Prices are projected to increase marginally for milk, while prices are set to rise about 4% in the cases of cattle and lambs.
Pig prices are set to fall by 10% as a result of reduced demand for EU pigmeat exports. International prices for cereals at harvest 2021 are expected to be slightly lower than 2020 harvest prices overall, due to increases in supply.
In terms of farm inputs, there are a few cost pressures emerging in 2021, notably for fertiliser and to a lesser extent feed. Overall, costs of production are forecast to increase slightly.
Teagasc stated that income movements on dairy and cattle farms should be fairly limited in 2021.
Cattle finishing and suckler systems should see an increase in income of 3% to 6%, with higher production costs being offset by higher cattle prices.
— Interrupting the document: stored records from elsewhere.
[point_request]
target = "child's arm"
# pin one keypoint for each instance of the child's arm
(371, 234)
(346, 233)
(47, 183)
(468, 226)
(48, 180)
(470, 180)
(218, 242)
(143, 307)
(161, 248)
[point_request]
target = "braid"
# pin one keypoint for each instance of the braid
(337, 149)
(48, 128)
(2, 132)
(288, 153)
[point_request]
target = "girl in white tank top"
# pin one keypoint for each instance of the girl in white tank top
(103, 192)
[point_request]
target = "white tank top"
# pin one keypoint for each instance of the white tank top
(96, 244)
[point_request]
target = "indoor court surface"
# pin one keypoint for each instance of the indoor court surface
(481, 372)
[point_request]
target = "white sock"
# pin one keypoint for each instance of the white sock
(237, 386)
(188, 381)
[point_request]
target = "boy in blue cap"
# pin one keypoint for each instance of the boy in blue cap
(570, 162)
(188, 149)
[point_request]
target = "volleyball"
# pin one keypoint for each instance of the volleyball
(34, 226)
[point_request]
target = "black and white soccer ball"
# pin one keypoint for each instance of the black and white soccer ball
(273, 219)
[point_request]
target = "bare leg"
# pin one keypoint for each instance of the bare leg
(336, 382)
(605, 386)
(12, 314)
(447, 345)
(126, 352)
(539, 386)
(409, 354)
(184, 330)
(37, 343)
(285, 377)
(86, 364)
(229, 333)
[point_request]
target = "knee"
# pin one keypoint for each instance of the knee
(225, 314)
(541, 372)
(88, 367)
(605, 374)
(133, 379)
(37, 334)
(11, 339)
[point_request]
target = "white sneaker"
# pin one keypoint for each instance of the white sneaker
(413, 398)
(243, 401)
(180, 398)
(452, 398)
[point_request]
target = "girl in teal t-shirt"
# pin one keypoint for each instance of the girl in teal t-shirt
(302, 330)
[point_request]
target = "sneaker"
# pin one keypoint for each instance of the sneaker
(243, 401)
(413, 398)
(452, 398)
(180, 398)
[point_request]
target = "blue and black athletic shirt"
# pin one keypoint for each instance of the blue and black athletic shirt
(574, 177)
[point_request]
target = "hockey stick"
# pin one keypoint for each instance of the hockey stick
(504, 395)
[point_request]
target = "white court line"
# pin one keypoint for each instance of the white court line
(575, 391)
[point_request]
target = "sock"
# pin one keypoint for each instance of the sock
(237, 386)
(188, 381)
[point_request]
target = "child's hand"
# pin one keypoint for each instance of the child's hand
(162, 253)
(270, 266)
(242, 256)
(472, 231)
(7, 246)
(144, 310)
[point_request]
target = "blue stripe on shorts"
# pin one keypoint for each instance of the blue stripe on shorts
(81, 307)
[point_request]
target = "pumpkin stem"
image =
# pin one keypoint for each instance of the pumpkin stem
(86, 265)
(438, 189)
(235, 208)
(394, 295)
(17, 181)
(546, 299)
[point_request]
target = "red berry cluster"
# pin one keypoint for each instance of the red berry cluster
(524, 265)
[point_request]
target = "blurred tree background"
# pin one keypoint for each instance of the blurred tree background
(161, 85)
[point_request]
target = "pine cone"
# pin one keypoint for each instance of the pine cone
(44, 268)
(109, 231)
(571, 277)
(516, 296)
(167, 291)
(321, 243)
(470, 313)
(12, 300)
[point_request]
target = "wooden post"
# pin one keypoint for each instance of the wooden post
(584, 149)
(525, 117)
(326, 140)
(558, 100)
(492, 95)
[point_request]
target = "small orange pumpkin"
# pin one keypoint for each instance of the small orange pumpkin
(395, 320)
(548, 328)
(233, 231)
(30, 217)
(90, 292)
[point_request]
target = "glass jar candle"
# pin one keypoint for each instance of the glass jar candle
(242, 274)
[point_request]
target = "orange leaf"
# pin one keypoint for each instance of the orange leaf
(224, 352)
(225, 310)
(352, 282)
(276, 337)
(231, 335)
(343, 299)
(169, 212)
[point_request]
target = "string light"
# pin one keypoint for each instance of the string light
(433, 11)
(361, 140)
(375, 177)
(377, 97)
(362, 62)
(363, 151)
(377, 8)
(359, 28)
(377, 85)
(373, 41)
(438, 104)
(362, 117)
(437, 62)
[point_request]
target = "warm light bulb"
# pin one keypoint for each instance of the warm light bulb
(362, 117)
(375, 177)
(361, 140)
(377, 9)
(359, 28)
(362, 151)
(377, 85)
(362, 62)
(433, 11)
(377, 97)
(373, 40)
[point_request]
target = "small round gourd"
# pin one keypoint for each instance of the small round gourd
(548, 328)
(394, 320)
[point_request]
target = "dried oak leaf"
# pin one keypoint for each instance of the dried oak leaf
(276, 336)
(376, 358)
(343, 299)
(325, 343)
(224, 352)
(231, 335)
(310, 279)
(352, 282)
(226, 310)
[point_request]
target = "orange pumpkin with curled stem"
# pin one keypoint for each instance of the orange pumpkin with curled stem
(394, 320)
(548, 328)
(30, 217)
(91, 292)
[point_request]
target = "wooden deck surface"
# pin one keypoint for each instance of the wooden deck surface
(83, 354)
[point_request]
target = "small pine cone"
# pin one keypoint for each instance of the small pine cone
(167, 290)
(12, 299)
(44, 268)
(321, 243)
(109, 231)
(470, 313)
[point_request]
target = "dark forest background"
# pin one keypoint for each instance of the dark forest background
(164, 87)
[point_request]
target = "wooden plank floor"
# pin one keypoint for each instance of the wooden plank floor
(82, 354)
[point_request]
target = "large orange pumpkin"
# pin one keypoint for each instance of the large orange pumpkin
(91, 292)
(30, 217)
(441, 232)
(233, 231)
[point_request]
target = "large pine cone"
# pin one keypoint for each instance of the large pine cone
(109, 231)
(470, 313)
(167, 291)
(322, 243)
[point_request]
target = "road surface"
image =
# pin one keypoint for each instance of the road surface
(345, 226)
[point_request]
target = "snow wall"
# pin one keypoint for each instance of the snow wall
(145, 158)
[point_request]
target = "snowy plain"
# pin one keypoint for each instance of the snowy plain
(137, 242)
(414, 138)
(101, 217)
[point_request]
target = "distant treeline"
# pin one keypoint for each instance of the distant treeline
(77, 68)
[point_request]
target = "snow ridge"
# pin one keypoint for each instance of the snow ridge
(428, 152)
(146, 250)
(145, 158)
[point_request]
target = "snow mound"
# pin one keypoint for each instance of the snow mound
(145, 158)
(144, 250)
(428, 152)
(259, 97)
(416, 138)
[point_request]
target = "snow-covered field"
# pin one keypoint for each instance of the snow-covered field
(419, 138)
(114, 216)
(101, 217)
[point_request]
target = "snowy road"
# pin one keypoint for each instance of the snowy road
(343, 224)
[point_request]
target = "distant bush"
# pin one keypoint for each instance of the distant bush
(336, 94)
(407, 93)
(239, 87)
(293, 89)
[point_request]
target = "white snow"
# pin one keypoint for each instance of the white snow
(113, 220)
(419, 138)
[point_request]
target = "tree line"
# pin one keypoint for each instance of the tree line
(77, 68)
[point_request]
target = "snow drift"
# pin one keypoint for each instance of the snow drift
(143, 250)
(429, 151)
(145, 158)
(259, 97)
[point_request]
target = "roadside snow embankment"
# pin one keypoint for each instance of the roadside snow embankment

On dairy farms, a marginal increase in milk prices, coupled with an increase in milk output should be sufficient to offset higher productions costs. Therefore, the average dairy farm income in 2021 is likely to be unchanged on the estimated 2020 level.
With Irish lamb prices expected to increase, the average sheep farm income is forecast to increase by 6% in 2021, with many sheep farms also forecast to benefit from price improvements for their secondary cattle enterprises.
Tillage farms should see a significant improvement in farm income in 2021. The main drivers of this increase will be a higher level of cereal production, additional income from secondary beef enterprises present on many of these farms and a pilot straw chopping scheme.
Collectively these factors could be sufficient to increase tillage farm incomes by 17% in 2021.